How to disaccustom the loved one to raise on you the voice?
Many, likely, came up against such situation when darling in the course of conversation with you passes to shout. Let`s understand why it occurs. Most often the main reasons is the following:
- It can be a trait of character;
- often clamorousness is a human dissoluteness! And only in 3% of cases is a disease;
- it can be nervous breakdown;
- disrespect for the half;
- of a problem at work on which indignation is vented on you; by
- it is connected with its profession, for example, your partner - the military at a commander position;
- it can have Napoleon`s complex: the person of very small growth tries to compensate this shortcoming by shout to prove the relevancy;
- when something is impossible to it; when the person is unhappy
Due to this subject I want to tell you one fairy tale :
Lived the old man with the grandma - swore often and not once in the course of the day. Lived so all life, and, eventually, all this got them. Came the old man to the wise man and speaks: “ Help us to return the world to a family “. Also explained that to what: “ I the grandma the word will tell, and she to me two, I to her two - she to me three, and so we swear every day “.
That answers it: “ I here will give you magic water - as soon as you start over again swearing, you in a mouth gather it and hold until the old woman ceases to scold you. Water this magic - in a moment will cure both of you “.
Came the old man home, and the grandma to him from the furnace at once: “ You where old gadded, again idle go... “ also went to chikhvostit it. The grandfather remembered magic water, drank it and in a mouth holds, looks at the grandma. The grandma swore, swore, looks - the grandfather answers nothing to her, he has water in a mouth. Bothered it to one to swear, she also became silent. Here the grandfather also spat out water. And as the grandma started over again being brought, he again water in a mouth also is silent.
So they also began to live peacefully - to live, then even water did not become necessary.
Here several the most effective and simple ways to return the world and rest to your family:
- Arrive as the grandfather from the fairy tale: let your half shout, squeals, and you keep mum and do not pay attention to it. Over time, having ceased to receive a response to shouts, your half will cease to raise on you the voice. Take “ opponent “ starvation.
- When your opponent begins to shout, at conversation pass not just to the lowered tone, and to whisper. Then to it to hear you, it is necessary to listen, so, to lower the voice.
- Try to explain
to the half that all of us are civilized people and we can quite communicate in normal tone. Besides, shout is always weakness manifestation. Tell
- that talk to this person when he calms down because when he so shouts, you badly hear it.
this person: with whom he is angry at present, with himself or with you or maybe with someone else. Suggest it to define the true reason of the rage. Perhaps, he not so explained something to someone, and someone something not so made this, perhaps, he did not check something and the situation left from - under control that led to not really good outcome. Generally, let will be engaged in a heart-searching, the analysis of a situation. And, you speak all this to your better half in a low voice and benevolent tone. Gradually his anger will die away.
- Try to explain
to the opponent that you should not transfer the professional habits to the house as, for example, in a case with military.

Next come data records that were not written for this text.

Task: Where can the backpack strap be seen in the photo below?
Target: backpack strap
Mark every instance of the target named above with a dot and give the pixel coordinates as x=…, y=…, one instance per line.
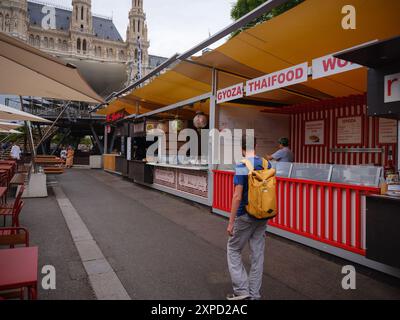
x=265, y=164
x=248, y=165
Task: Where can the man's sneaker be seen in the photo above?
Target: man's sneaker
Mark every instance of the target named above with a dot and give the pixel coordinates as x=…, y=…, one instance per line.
x=234, y=297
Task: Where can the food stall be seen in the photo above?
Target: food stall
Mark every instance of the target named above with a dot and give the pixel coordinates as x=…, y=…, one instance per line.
x=383, y=218
x=166, y=170
x=291, y=86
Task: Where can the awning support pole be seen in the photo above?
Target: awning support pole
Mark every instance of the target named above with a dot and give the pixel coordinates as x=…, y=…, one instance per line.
x=29, y=127
x=65, y=136
x=44, y=151
x=212, y=125
x=105, y=140
x=53, y=124
x=113, y=141
x=96, y=137
x=398, y=146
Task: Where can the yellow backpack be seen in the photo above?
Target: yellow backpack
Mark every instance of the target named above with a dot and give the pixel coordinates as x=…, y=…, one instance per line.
x=262, y=191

on a fright of your half to lose you. Suggest to disperse and if he values you, then will cease to shout. For the first time just threaten and if does not help, take more resolute actions.
- Simply leave the place of fight and wait a storm.
- Is one more interesting method. In the heat of shouts begin to bark loudly and for a long time. When your opponent becomes silent, and will look with astonishment at you, just tell: here so you communicate with people. Let he will see himself from outside. If it has a conscience, it will be ashamed and will cease.
- If really disturb you such flashes of your partner, talk to it, explain to him what you feel at this moment.
- Read good books on practical psychology. Recommendations from them will be useful for any kinds of communication.
- It can also be nervous breakdown. Then there is a sense to address the expert. In this case softly and unostentatiously recommend to it to see a doctor, for his benefit.